Nathan Lewin, a Washington attorney who has argued 27 cases before the Supreme Court, said he finds the basis for the judge’s ruling to be “nonsense.”
“I think it’s dangerous to encourage litigation the outcome of which will depend on the motive of government officials,” said Lewin, who often represents Orthodox interests.
The judge, in other words, should not be taking into account the intentions behind the school board member’s actions.
“Either the result is OK or its not OK,” he said. “That’s what ought to be the standard.”
Rabbi David Saperstein, director of the Religious Action Center of Reform Judaism, said that the so-called Christmas wars and the Intelligent Design case have a common thread. Both, he said, represent the effort of the religious right in the United States to shift their politics to focus on symbolic issues that are more acceptable to mainstream America.

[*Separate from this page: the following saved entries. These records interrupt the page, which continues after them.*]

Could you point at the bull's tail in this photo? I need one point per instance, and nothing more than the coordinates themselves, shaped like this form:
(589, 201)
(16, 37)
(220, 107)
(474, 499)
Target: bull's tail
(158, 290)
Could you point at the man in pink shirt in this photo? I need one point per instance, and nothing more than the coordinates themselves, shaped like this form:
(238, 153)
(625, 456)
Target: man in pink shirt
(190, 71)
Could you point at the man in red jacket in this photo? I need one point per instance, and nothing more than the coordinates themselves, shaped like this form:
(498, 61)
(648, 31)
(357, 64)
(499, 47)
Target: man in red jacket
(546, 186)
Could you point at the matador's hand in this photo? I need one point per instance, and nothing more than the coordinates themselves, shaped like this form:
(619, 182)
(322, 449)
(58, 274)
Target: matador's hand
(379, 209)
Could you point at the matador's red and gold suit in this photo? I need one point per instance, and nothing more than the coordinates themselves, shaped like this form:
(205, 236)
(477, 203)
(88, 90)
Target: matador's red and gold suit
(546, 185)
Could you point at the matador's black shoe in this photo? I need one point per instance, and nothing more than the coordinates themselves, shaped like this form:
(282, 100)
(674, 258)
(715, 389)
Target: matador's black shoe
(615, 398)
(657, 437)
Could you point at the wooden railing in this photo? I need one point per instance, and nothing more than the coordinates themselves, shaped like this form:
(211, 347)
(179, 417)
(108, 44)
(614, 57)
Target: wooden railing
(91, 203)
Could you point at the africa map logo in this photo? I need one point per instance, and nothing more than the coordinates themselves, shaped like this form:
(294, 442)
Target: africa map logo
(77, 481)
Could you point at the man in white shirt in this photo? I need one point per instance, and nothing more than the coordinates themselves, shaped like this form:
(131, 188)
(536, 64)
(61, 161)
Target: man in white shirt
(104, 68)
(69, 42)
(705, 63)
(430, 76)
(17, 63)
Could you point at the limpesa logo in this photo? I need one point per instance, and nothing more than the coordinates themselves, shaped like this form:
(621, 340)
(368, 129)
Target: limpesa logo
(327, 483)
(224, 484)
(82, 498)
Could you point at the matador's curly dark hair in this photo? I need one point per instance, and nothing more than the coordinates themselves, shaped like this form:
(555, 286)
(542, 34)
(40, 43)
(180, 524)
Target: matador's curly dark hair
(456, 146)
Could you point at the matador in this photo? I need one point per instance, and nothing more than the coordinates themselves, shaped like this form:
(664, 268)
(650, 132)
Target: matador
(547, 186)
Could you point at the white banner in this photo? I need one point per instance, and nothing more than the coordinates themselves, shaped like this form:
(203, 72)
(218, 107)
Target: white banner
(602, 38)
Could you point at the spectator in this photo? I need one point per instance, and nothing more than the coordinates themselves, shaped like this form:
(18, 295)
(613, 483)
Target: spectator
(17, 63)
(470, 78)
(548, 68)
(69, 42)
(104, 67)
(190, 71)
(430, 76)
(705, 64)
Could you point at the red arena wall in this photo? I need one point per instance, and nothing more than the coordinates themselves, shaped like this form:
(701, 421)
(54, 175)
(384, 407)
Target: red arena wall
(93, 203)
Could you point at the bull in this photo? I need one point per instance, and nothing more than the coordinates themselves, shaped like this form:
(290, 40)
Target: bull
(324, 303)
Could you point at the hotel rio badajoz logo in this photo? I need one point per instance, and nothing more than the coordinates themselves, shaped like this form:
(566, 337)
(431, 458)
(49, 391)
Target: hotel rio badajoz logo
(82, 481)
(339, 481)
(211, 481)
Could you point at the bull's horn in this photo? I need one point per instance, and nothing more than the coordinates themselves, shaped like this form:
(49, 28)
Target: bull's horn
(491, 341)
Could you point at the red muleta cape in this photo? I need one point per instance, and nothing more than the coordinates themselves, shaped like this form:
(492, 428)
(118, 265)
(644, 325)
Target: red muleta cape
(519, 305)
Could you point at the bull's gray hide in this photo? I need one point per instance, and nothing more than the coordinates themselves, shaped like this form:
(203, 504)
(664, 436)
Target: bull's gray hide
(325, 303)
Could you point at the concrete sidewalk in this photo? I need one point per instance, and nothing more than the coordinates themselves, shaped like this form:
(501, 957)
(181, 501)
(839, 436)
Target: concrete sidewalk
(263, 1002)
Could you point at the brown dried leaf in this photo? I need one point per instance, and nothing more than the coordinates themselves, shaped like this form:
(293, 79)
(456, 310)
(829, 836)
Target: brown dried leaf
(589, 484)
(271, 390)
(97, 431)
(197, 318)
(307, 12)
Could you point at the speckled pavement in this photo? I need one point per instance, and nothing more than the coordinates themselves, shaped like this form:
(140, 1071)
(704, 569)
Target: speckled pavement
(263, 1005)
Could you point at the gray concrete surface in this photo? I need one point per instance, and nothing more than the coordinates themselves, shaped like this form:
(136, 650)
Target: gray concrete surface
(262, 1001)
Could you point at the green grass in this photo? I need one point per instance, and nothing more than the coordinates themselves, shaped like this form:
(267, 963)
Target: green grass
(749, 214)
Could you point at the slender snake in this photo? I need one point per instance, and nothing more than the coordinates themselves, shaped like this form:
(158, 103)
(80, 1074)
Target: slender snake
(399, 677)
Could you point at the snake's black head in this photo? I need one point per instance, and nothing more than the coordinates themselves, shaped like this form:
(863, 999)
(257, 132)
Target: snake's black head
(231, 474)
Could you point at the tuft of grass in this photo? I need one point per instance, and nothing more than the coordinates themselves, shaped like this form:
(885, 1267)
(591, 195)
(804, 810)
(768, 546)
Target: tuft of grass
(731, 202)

The shift, he said, follows three decades in which the right lost key political battles on some of their key priorities, from abortion to school prayer.
The decision, Saperstein said, has “enormous significance in terms of the legal doctrine on church-state separation.”
In the lead-up to this case, many Jewish groups made an argument similar to that made by Jones in his ruling: The notion that the universe is so immensely complex that it must have been created by some intelligent force, they said, was simply creationism cloaked in secular language.
Phyllis Snyder, president of the National Council of Jewish Women, echoed the view of several Jewish organizations when she called Tuesday’s decision a “resounding victory for religious and academic freedom.”
It “should once and for all end the nationally orchestrated effort to insert religion into science classes. The place for teaching religious beliefs is in our homes and religious institutions, not the publicly funded classroom.”
In October 2004, the Dover Area School Board in Dover, Pa., ordered that, prior to ninth-grade classes on Charles Darwin’s theory of evolution, a statement be read labeling evolution as “not a fact” and referring students to another book on intelligent design to learn more. Several families opposed to the move filed a lawsuit.
Since then, the school board that proposed the inclusion of intelligent design was kicked out of office, but the case still went ahead.
Rabbi Tzvi Hersh Weinreb, executive vice president of the Orthodox Union, a centrist Orthodox organization, said he was “disturbed” that the judge ruled the mention of intelligent design unconstitutional.
“I would much rather have seen something that is left up to individual science departments in schools,” he said. Nevertheless, Weinreb said, he believes that “science should be taught as science and religion should be taught as religion” — and that the judge was not off base in labeling intelligent design a religiously based idea.
“The Bible is not meant to be a scientific textbook,” he said.
As for the import of the decision, Weinreb said that “the Christmas tree controversy is almost silly. Intelligent design is at least a serious discussion.”
The Pennsylvania case is one of several evolution cases that have emerged in the last year. After a federal judge ordered a Georgia school district to remove stickers from textbooks that labeled evolution a “theory, not a fact,” a federal appeals court there recently heard arguments on the stickers’ constitutionality.
Last month, Kansas education authorities adopted a new set of principles questioning evolution for their science departments.